NEW YORK (Army News Service, Oct. 1, 2008) - Secretary of the Army Pete Geren presided over a ceremony Wednesday morning in which nine future Soldiers took the oath of enlistment as part of celebrating the all-volunteer Army's anticipated success in achieving its recruiting goal.

The Active Army recruiting goal for the fiscal year that ended Tuesday was 80,000 Soldiers and the final recruiting numbers achieved will be released by the Department of Defense later this month, officials said.

Gen. William S. Wallace, commander of the Army's Training and Doctrine Command, administered the oath to the recruits at 9:30 a.m. outside New York's Times Square Armed Forces Recruiting Station.

"I'm excited about taking the first step toward wearing the Army uniform, and about all the future opportunities - training, career growth and service to my country - that the Army offers," said future Soldier and New York area resident Yosero Kim. "I truly believe the Army will transform my life and give me the leadership I need to succeed."

Secretary Geren thanked the future Soldiers' families for standing behind their commitment to helping strengthen the most qualified and effective land power in the world. While final figures are not available, the total Army - Active, Reserve and National Guard - is postured to meet recruiting goals for the year.

As an example, the Army reported the highest recruitment of high school seniors in five years. Soldier re-enlistment rates also continue to exceed goals.

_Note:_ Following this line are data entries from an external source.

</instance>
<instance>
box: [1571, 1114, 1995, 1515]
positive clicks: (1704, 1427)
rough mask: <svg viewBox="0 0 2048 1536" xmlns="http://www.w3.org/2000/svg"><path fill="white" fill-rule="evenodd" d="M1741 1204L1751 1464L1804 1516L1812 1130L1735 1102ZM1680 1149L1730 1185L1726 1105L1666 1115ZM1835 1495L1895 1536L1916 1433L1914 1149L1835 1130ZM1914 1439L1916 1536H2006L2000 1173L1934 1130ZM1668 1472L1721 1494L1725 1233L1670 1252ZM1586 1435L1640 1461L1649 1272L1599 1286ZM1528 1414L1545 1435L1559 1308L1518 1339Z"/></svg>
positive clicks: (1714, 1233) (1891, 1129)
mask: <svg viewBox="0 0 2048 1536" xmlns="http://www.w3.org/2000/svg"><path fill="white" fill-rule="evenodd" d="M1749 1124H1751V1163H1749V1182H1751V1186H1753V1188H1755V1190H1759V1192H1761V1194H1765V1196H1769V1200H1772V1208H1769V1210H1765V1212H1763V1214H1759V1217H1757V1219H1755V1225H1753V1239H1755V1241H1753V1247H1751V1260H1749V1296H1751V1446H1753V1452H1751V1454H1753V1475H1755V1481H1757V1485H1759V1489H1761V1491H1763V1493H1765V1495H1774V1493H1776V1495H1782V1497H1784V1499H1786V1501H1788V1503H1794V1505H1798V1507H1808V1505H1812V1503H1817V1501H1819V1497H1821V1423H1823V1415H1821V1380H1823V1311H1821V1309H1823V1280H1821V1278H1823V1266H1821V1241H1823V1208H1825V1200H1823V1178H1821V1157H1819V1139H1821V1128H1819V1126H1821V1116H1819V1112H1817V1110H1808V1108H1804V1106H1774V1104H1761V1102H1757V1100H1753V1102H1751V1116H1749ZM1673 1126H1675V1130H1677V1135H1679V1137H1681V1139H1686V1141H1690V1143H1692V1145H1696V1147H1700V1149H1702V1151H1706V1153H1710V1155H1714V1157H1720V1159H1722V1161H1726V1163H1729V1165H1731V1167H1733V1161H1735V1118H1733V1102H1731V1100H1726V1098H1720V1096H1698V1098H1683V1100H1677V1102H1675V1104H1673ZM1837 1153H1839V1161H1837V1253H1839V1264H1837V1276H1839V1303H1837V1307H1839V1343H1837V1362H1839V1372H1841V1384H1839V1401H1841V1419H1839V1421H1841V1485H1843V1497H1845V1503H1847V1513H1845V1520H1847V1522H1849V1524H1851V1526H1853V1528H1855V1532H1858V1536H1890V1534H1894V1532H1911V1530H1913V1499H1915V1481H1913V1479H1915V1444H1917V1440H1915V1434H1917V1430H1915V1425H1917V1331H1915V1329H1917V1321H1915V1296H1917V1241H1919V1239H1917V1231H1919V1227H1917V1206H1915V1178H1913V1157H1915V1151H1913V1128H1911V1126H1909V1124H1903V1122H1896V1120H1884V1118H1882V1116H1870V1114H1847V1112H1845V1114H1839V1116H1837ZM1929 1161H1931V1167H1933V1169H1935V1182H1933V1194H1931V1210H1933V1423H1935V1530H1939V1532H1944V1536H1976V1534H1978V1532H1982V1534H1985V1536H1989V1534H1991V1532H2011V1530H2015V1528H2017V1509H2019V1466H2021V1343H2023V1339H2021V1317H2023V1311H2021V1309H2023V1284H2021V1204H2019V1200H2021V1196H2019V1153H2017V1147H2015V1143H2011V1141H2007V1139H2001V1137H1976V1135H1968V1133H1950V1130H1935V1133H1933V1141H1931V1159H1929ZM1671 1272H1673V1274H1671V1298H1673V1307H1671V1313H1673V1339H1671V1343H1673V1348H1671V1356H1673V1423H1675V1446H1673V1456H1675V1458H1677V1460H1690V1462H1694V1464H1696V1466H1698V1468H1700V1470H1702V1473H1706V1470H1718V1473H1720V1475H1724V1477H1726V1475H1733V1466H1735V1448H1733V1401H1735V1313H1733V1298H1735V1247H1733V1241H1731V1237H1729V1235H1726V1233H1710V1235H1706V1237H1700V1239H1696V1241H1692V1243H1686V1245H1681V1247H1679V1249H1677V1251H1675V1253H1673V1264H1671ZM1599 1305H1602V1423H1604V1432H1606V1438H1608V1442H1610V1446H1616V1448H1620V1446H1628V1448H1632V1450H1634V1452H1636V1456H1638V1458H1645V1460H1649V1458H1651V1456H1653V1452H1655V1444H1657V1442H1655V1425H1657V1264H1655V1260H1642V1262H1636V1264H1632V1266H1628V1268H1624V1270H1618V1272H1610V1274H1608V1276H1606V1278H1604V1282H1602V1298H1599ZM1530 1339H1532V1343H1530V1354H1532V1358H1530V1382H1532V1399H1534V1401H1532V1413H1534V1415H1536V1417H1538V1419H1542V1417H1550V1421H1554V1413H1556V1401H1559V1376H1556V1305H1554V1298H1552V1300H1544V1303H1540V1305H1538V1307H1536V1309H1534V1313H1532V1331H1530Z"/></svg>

"We are proud of the men and women who step forward in the middle of a war and raise their hand to serve," said Secretary of the Army Pete Geren. "That tells you a lot about the character of those men and women, about their patriotism, about their commitment. They are the strength of
our nation."

Along with the new enlistees, a group of outstanding Soldiers who represented Army "Faces of Strength" participated in the ceremony. They signified what young men and women become after being immersed in the Army training and value system. These Soldiers included decorated war veterans, an Olympic athlete, the Army's two top Drill Sergeants of the Year and the Non-Commissioned Officer of the Year.

One of the Army's exceptional civilian employees also participated, representing the role civilians have in recruiting, transforming recruits into Soldiers, and in the Army's overall success.

"These men and women are joining an elite force of well-trained and disciplined Soldiers who make up the backbone of our nation's defense," said Sgt. 1st Class Michael Noland. "They will also receive financial assistance to advance their education by serving in the Army."

Noland, a member of the Army Reserve's 95th Division (Training) based out of Oklahoma City, was recently honored as one of the Army's Drill Sergeants of the Year.

The Army faces the most challenging recruiting environment since the military became all-volunteer more than 35 years ago, officials said. Only three out of 10 Americans aged 17 to 24 qualify for military service. The rest do not meet the Army's standards for health, education or character.